FRANCISCO SOBRINO

1932 - 2014

1932 (Guadalajara, Spain) – 2014 (Bernay, France)
Worked and lived in France and Spain

 

Francisco Sobrino was a Spanish artist and pioneer of both Op and Kinetic Art. His complex sculptures explore the limits of visual perception, challenging traditional notions of dynamics of form in art through movement and optical illusions. Many of Sobrino’s three-dimensional constructions move, and can be manipulated by the viewer. He also explored the effects of light, focusing on reflections, absorption qualities, transparency, and optical illusions created by shadows. “Using geometrical forms enabled me to understand what I was doing, it helped me to tell things in a clear language,” he once said. “I wanted to create a kind of alphabet of elementary and impersonal forms, with which I could build sentences. I still have the same desire: to be clear.”

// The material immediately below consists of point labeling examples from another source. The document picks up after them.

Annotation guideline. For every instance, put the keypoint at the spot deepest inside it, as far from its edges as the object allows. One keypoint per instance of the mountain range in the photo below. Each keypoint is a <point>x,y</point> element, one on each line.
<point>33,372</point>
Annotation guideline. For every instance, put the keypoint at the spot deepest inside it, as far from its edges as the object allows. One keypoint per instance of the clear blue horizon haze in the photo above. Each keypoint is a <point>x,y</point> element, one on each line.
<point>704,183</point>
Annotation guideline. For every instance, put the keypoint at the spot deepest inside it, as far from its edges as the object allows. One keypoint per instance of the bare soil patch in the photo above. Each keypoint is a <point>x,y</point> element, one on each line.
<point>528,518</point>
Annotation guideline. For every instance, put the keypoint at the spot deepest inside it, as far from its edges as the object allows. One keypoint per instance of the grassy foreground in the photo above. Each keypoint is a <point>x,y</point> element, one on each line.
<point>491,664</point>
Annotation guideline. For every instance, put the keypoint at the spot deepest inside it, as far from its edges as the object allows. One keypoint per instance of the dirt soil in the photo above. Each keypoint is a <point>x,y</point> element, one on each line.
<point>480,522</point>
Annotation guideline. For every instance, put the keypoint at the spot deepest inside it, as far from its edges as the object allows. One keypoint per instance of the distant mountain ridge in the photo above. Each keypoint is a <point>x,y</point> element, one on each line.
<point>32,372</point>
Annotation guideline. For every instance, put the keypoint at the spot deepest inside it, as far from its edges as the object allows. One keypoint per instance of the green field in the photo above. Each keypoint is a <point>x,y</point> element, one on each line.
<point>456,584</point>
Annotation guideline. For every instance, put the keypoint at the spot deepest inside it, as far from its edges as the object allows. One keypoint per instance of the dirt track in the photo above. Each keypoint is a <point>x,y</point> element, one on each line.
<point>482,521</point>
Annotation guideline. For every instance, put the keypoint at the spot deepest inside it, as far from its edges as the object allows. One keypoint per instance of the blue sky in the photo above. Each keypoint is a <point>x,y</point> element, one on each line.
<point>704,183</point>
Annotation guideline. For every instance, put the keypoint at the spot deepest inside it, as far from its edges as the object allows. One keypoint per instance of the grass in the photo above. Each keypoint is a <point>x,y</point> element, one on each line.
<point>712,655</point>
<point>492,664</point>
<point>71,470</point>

Born in 1932 in Guadalajara, Spain, he went on to study at the Escuela de Arte y Oficios in Madrid and the National School of Fine Arts in Buenos Aires before moving to Paris, where he began his career as an artist and spent much of his life. Sobrino was the subject of many solo exhibitions throughout his life, and his work is part of major museum collections such as the Tate Gallery in London, the Tel Aviv Museum, the Fondazione Peggy Guggenheim in Venice, and the Museum of Fine Arts, Boston. He died on May 11, 2014 in Paris, France at the age of 82.